Material and Methods
Three patients with HCC were treated with proton PBS using respiratory gating around the exhale phase. A 3-field IMPT plan was made on the exhale phase of a 10-phase 4DCT using an iCTV that encompassed the five 4DCT phases closest to full exhale. The prescribed mean CTV dose was 58 GyRBE (n = 2) or 67.5 GyRBE (n = 1) in 15 fractions. Daily patient setup was based on a CBCT scan in which the exhale positions of three implanted fiducial markers were matched with the planning CT. Throughout the whole treatment session the position of a marker block on the patient’s abdomen was recorded with an optical camera (RPM, Varian). The RPM signal was used during treatment for exhale respiratory gating with a duty cycle of approximately 50%. A post-treatment control CBCT scan was captured at 6, 1 and 7 fractions for patients 1, 2 and 3, respectively. After treatment the fiducial markers were segmented in all raw 2D projections of the post-treatment CBCTs. Then, their 3D motion trajectories during the scan were estimated by a probability-based method and used as surrogates for the tumor position. To estimate the tumor motion during treatment delivery the RPM signal was first synchronized with the post-treatment CBCT projections, and an augmented linear external-internal correlation model (ECM) that estimated the tumor motion from the RPM motion was built (Label 1 in Fig 1). Next, the ECM was used to estimate the tumor motion throughout the treatment delivery (Label 2). The unique pattern of gate-on and gate-off periods during field delivery was then used to synchronize the RPM signal with machine log files that contained the delivery time of each spot (label 3). This synchronization resulted in the tumor position at the time of each spot delivery (label 4). Finally, the motion-including fraction dose to the CTV was estimated with a dose reconstruction method that emulates tumor motion in beam’s eye view as lateral spot shifts and in-depth tumor motion as changes in the proton beam energy (label 5). The motion-encoded plans were imported and calculated in the treatment planning system, and the resulting CTV doses were compared with the planned dose.
Results
The tumor position during spot delivery had a root-mean-square error of 1.25mm (LR) 2.8mm (CC) 1.7mm (AP) compared to the planned position.

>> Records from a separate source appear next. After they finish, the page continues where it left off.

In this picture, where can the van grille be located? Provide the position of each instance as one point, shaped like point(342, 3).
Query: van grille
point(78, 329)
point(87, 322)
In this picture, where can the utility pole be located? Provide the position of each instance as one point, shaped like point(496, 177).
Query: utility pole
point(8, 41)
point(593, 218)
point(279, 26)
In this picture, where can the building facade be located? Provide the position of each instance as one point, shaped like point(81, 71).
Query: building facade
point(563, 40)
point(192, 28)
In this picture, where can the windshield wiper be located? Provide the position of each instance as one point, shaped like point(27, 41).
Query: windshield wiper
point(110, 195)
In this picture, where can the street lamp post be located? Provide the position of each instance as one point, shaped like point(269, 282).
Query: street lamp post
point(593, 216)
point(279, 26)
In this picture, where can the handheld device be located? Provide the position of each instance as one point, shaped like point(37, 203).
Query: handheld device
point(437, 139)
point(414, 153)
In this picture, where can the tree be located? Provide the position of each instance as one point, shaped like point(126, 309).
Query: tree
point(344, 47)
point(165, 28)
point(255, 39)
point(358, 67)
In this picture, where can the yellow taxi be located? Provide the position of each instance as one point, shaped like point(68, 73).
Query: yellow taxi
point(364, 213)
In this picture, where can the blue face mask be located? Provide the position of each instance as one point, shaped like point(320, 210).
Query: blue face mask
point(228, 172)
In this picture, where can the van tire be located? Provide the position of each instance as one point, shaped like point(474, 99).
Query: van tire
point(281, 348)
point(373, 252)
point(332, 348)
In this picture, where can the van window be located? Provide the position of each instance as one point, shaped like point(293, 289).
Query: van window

Large dose deterioration occurred at single fractions due to interplay effects, but these were to a large degree washed out over 5-6 fractions due to averaging effects (Fig 2).
Conclusion
A method to estimate internal tumor motion and reconstruct the motion-including fraction dose for PBS proton therapy in the liver was developed and implemented successfully in the clinic.